They say that hell hath no fury like a woman scorned, and that goes double when you're turning down a girl who's hitting on you! For most women, plucking up the courage to turn the tables and hit on a guy takes a special kind of effort, and turning a woman down is bound to leave her feeling embarrassed, pissed off or both. But often the attraction isn't mutual, or taking her up on the offer simply isn't appropriate. So what's a guy to do? Fortunately there are simple ways of containing the fallout, allowing you to walk away without looking like a jerk.
When dealing with a friend of a friend: No doubt your buddy thought you two would be great together, so give them a call and tell them that whilst the date was fun, the girl just isn't your type. The middleman will handle things from there and be sure to let your date down easy. Things get a bit more complicated though if she makes the outreach herself and asks for another date. If that's the case, give her a call and tell her a white lie like 'I'm really flattered, but I'm afraid I'm interested in someone else right now.' Calling is far classier than texting or, God forbid, not replying at all, and helps to take the sting out of the rejection.
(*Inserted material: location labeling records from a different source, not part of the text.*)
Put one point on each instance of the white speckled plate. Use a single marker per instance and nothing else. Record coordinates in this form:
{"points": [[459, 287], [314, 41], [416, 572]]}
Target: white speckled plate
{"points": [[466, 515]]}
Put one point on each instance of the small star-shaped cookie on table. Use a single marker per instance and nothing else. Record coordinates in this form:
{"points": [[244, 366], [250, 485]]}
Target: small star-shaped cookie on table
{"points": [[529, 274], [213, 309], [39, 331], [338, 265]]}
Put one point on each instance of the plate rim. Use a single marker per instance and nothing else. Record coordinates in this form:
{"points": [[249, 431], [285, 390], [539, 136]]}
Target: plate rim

How to turn down a close friend: This one can get seriously awkward. Normally doing things in person is the right way to go, but in this case a well worded email is a better option. Turning down a close friend entails all kinds of tricky emotions but it's not something one can just walk away from either. Discuss the problem in person and you risk saying too much and giving them false hope, which can make your relationship irreparably awkward. Rather write an email letting her know how bad it feels to turn her down and be sure to give a reason as to why you don't think it would work out. Never put the blame on her. If you're struggling to think of an excuse fall back on the 'I don't trust myself not to ruin our friendship' routine, which, if you're good friends, is probably the truth. Email might seem impersonal, but it allows you to be clear and gives you both the space to calm down without things getting too dramatic.
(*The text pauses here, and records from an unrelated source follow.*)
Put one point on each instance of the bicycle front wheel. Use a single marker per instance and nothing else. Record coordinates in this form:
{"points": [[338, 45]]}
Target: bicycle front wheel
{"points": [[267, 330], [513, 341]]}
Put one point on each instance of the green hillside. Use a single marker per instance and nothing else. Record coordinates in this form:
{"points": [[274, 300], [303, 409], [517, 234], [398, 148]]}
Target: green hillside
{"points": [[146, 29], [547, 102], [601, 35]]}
Rejecting a co worker: Another tricky one, as you'll have to see her Monday to Friday, nine to five, and you really don't want awkwardness hanging over your head. So when you get that suggestive text message or sugar coated email, play it cool. Ask her to come with you on a coffee run during a work break, and bring up the topic then. A coffee run is a good idea as it feels less like a date, and takes the discussion out of the workplace in case things turn ugly. Tell her something like 'Hey, I wanted you to know that I've been thinking about that message you sent me, but it's probably a bad idea to date a co worker.' Letting her know you've thought about dating will flatter her without leading her on, taking the sting out of the rejection. Plus, if you time the conversation right, you'll both have to get back to the job shortly after, which gives you both an escape from any awkwardness.